As early as 1991 а combination of enterotoxin production and methicillin resistance of some S. aureus isolates was noted (28). In our study, we have detected six genes for the production of enterotoxins in combination with the presence of mecA. In a study by Kamarahei et al. (29), a high proportion of S. aureus isolates from Iran carried sea gene (60.6%), whereas the frequency of seb gene in North Iran was less distributed than all strains (27.1%). Some strains had the following combination of genes – sea, seb and mecA or mecC (29). Food producers may play the role of a reservoir of virulent strains of S. aureus and may be vectors of transmission to food. In a study by Santos et al. (30), the prevalence of S. aureus was 19.8% in the nose and 11.1% on the hands of the workers; 6.2% of the individuals carried S. aureus both in their noses and hands, and three persons had the same strain (PFGE type) in the nose and on the hands. Although 82% of the isolates were resistant to at least one antibiotic, none demonstrated the presence of either mecA gene or resistance to oxacillin (none identified as MRSA). Sixty-eight percent of the isolates from the nose and hands possessed enterotoxin genes (30).
MRSA as a food-borne pathogen is a publichealth threat considering the prevalence in domestic animals, foods of animal origin and consumers, and their ability to produce enterotoxins. Research data indicate that S. aureus with enterotoxigenic characteristics plus methicillin resistance can also act as food-borne pathogens upon favorable conditions for growth and enterotoxin production. The degree of the intoxication is not related to the antimicrobial resistance profile of the causative S. aureus strain and therefore MRSA food-borne outbreaks are not expected to be more severe (31).

CONCLUSION

In conclusion of the discussion of the obtained results and their comparison with similar studies of the specificity of S. aureus isolates found in our research, we can summarize the growing importance of such combination of different pathogenic elements (six genes for enterotoxin production plus mecA gene for MRSA resistance). The presence of genes that determine the production of several se in combination with pronounced methicillin resistance makes such strains extremely dangerous to humans, regardless of the mode of their transmission. The presence of genetic structures that cause multiplied pathogenicity poses new challenges in the fight against S. aureus, regardless of the mode of transmission of the living causative agent and the products of its vital activity (enterotoxins).
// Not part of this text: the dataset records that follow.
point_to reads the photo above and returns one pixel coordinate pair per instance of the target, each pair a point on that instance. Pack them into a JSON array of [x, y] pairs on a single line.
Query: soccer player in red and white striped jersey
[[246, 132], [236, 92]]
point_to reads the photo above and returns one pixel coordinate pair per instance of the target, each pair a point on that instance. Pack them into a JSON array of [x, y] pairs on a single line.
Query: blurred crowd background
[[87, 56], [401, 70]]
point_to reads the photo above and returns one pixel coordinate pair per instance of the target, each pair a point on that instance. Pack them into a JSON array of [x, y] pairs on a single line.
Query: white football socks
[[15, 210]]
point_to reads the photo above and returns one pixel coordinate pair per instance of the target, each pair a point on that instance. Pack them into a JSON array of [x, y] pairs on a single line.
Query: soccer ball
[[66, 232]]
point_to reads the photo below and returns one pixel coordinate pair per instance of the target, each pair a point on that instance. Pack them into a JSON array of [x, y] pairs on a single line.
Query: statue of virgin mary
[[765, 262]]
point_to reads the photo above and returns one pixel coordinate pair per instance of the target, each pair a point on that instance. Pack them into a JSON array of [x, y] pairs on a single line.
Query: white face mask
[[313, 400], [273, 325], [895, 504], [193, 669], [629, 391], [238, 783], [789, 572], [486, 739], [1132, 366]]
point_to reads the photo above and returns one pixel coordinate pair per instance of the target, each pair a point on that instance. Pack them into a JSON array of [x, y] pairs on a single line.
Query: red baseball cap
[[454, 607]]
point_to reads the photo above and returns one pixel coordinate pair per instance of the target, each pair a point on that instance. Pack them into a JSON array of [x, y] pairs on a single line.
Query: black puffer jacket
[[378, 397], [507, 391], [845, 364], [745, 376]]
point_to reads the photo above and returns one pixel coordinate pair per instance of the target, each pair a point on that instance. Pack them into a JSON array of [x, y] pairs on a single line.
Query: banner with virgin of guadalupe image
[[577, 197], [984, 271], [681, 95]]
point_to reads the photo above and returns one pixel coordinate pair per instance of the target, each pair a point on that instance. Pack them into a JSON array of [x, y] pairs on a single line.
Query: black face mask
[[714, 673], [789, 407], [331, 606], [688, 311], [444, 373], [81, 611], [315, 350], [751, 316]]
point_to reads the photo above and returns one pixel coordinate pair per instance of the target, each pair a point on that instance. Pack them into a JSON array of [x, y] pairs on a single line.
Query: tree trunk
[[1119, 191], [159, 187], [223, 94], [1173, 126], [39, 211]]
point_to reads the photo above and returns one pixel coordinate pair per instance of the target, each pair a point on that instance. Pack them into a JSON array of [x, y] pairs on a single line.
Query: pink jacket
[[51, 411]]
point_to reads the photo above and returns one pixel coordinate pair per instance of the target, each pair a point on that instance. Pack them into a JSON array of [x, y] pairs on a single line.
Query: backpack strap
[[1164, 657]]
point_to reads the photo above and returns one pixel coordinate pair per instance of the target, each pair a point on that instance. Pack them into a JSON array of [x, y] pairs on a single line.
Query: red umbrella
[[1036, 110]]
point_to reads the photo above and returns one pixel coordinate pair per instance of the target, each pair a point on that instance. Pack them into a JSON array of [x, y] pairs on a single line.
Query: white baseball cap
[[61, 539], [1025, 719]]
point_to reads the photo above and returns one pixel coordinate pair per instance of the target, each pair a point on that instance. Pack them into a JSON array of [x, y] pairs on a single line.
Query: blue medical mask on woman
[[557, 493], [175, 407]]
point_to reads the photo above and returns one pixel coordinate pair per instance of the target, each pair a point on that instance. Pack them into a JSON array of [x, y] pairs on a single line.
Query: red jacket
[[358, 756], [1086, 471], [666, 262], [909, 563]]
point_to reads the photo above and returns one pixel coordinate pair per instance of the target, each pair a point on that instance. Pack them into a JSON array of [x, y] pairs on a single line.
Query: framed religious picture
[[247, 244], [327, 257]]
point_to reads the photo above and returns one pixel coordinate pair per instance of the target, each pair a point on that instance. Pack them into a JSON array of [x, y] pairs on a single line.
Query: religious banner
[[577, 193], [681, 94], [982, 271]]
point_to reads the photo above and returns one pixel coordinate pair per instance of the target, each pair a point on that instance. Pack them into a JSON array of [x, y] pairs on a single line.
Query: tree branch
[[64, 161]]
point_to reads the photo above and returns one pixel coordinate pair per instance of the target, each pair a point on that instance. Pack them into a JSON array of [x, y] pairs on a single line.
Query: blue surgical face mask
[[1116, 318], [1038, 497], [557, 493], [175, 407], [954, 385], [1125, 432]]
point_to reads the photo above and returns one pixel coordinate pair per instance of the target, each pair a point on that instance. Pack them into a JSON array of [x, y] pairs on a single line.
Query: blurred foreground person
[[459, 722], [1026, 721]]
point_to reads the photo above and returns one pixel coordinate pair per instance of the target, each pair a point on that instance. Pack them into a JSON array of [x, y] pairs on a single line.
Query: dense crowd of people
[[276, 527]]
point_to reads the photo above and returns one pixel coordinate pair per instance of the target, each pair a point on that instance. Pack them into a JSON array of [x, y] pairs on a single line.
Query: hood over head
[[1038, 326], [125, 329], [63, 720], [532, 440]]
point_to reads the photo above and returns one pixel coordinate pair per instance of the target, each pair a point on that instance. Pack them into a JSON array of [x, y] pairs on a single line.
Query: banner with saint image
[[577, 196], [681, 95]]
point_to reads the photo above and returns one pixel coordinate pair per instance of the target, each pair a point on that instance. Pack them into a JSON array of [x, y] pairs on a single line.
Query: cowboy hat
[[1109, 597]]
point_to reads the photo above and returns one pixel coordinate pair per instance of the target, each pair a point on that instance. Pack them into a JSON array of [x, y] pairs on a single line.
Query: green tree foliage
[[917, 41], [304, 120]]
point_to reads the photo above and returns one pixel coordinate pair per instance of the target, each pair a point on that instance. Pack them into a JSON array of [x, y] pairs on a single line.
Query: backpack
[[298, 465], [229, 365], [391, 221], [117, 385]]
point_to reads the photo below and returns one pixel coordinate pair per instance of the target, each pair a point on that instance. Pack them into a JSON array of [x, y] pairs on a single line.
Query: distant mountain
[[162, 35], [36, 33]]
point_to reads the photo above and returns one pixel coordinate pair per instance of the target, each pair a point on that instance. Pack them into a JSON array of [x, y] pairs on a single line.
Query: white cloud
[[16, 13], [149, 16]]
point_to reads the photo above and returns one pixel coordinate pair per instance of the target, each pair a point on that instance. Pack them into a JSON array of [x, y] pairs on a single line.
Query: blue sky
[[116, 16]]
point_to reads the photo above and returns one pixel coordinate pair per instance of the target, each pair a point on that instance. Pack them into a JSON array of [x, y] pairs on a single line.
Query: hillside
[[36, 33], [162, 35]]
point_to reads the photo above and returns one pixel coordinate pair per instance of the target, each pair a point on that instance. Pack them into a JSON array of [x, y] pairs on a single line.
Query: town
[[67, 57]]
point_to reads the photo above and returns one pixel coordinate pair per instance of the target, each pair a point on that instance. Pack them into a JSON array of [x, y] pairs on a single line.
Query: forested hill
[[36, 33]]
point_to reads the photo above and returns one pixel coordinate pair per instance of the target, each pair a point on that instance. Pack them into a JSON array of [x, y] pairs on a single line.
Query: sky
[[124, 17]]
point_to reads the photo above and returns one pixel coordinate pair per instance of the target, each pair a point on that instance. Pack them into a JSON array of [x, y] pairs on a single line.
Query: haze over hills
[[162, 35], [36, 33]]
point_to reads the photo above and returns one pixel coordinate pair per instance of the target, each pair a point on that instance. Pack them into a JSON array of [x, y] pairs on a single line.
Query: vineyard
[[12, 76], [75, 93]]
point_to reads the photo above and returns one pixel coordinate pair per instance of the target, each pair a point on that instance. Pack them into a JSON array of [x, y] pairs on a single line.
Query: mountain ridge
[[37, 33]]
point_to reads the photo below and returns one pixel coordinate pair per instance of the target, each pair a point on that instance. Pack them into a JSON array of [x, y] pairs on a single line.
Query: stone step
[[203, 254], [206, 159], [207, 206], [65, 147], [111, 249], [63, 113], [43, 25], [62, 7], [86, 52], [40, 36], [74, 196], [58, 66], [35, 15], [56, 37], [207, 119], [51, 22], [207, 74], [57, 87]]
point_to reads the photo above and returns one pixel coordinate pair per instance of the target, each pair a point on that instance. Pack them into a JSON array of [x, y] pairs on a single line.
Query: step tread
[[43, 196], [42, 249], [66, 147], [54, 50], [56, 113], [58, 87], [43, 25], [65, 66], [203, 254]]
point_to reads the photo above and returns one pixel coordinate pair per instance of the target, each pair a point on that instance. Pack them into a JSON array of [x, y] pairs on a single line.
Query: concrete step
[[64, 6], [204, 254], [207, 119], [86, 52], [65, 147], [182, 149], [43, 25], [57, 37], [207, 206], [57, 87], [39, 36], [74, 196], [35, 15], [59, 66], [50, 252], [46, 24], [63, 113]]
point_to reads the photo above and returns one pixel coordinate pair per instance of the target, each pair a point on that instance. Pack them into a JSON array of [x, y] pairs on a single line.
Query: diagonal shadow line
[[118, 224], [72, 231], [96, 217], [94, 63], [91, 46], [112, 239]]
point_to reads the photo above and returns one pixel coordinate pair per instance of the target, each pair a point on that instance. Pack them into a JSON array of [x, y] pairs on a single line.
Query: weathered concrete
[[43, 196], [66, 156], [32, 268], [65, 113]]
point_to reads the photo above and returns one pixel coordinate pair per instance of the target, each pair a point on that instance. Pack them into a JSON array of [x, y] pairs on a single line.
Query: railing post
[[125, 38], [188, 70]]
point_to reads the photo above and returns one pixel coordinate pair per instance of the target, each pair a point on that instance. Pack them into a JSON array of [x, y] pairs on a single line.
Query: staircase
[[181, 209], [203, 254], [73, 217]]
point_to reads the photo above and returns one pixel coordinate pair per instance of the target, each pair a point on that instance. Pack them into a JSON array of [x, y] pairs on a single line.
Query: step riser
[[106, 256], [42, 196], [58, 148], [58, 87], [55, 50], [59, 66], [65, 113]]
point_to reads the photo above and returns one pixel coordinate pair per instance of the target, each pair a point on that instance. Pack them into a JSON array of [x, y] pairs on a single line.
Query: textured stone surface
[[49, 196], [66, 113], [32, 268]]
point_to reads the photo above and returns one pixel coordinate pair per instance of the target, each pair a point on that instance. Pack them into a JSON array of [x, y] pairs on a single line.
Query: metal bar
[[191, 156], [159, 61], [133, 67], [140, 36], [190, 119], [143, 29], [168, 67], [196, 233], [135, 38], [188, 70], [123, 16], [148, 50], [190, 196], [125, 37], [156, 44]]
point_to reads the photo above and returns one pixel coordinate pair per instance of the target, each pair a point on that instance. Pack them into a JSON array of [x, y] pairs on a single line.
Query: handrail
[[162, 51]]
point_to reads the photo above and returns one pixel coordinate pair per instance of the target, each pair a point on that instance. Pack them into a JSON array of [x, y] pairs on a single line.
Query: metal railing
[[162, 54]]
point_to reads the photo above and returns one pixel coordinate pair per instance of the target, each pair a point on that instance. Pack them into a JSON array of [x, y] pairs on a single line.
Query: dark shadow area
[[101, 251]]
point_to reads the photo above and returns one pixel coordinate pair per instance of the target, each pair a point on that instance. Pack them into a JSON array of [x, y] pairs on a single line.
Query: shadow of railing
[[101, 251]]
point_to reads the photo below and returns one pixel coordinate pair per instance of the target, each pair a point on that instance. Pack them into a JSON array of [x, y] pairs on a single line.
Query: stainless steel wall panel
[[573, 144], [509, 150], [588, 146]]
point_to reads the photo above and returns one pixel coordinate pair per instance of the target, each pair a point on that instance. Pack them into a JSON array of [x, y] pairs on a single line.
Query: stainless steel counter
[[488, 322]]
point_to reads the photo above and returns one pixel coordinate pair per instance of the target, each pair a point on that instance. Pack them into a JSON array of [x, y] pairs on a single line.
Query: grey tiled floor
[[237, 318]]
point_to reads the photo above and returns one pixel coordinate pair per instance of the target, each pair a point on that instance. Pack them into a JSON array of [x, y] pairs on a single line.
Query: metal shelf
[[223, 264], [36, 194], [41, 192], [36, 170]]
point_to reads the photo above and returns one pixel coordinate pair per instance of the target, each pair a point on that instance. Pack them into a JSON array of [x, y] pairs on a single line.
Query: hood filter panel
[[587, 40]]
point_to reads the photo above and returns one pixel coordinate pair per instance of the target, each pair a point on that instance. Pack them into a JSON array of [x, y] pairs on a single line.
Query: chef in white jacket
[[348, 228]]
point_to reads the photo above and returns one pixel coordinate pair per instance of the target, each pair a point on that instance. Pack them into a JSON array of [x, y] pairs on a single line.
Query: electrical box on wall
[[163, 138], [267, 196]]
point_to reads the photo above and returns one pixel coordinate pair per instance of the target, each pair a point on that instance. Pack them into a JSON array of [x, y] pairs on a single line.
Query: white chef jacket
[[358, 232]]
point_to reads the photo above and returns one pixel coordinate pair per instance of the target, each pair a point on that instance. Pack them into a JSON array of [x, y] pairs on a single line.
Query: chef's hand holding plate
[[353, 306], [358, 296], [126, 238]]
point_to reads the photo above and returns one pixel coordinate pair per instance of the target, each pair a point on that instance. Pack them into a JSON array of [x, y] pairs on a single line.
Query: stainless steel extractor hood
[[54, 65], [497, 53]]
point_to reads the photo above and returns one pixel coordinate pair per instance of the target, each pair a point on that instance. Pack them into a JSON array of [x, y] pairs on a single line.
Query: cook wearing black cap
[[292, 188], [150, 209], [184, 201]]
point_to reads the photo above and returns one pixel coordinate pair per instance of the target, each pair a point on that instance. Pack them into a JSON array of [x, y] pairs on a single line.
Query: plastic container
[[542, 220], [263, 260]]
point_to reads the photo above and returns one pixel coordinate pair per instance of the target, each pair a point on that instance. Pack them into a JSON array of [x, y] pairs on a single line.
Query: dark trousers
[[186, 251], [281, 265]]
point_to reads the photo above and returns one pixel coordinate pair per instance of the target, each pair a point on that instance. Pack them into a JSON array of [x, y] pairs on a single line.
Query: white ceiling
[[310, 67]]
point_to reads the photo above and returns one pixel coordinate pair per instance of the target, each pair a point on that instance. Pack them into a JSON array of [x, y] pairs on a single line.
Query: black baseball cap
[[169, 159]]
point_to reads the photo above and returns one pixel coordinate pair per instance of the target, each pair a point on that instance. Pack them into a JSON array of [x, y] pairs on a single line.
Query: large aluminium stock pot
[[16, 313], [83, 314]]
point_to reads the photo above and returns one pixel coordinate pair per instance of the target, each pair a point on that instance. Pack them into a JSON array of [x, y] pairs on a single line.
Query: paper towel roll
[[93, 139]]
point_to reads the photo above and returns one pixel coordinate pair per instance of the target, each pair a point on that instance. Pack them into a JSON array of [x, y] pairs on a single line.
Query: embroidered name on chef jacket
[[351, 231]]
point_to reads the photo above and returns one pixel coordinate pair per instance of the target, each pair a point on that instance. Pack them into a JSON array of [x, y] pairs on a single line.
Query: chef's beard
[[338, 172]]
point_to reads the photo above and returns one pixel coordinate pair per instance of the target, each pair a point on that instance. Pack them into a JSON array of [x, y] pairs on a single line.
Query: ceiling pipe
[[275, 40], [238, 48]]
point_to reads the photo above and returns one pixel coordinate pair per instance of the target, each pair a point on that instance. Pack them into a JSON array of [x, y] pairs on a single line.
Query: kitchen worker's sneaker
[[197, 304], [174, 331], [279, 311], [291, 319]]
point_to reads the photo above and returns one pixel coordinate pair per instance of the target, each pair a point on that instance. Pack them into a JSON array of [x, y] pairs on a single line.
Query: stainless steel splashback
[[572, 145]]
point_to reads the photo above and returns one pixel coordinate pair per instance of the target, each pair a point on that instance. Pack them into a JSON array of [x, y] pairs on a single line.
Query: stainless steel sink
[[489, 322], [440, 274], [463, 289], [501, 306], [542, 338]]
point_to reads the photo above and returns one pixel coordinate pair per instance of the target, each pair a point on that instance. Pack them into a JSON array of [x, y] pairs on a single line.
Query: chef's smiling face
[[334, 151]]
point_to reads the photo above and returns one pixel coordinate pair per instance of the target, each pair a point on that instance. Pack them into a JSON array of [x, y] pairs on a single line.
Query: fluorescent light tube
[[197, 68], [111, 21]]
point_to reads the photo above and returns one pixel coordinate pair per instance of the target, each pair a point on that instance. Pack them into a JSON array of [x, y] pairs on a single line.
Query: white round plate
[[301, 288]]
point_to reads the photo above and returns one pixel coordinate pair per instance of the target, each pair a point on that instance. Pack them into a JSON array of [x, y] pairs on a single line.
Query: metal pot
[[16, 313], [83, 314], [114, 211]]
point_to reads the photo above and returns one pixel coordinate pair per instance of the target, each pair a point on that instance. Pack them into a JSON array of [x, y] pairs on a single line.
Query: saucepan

CONFLICT OF INTEREST STATEMENT

All authors declared that they do not find any potential conflict of interest with respect to the authorship and/or publication of this paper.

ACKNOWLEDGEMENTS

All authors express their thanks for help of Yacine Nia and Frédéric Auvray from EURL CPS for examining the type of staphylococcal enterotoxin trough quantitative ELISA method and for the detection of staphylococcal enterotoxin (se) genes.

AUTHORS‘ CONTRIBUTIONS

TI participated in isolation, identification, AMR testing, PCR study, writing the article. GK-V participated in PCR study and literature review. GM performed miniVIDAS testing and PCR study. HD carried out supervision of all processes of testing, writing the paper and adaptation to the journal.